14:36:58 I said there were five principles. Science is one. The second is the cost mechanism. Our approach is simple: we use a market based approach, and that is because we believe that the cost should be borne by the major polluters. Their approach is that the cost should be borne by the taxpayer. Therefore, the difference between the two approaches is simple: theirs is three times more expensive than ours, at least, and it is a $10 billion-plus charge and impost on the taxpayer. On the question of cost, it speaks for itself.

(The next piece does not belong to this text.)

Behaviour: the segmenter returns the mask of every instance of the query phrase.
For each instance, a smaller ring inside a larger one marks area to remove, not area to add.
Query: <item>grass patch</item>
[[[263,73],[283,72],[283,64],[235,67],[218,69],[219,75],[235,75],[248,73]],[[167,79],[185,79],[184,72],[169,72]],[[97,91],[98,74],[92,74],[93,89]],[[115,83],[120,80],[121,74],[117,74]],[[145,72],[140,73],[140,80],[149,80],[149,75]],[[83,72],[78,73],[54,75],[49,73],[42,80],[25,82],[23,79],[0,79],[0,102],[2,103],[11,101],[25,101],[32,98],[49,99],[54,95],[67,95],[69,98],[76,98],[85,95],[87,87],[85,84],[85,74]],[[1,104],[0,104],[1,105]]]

Then we go to the question of effectiveness, the third criteria for examining how you are going to deal with this challenge of climate change. Here again we had some interesting developments overnight in the assessment made of the environmental effectiveness of the plan put forward by the Leader of the Opposition the other day. The net result of the plan put forward by the Leader of the Opposition is not to decrease Australia’s carbon pollution but to increase it by 13 per cent. Those opposite, through any independent and external analysis of what they have put forward, would know it does not come within a bull’s roar of the 138 megatonnes necessary to bring in a five per cent reduction on Australia’s overall emissions target. In fact, the conclusion of the Department of Climate Change, looking at it generously, is it would generate 40 million tonnes. That is the third factor. No. 1: they reject the science. No. 2: we accept the science.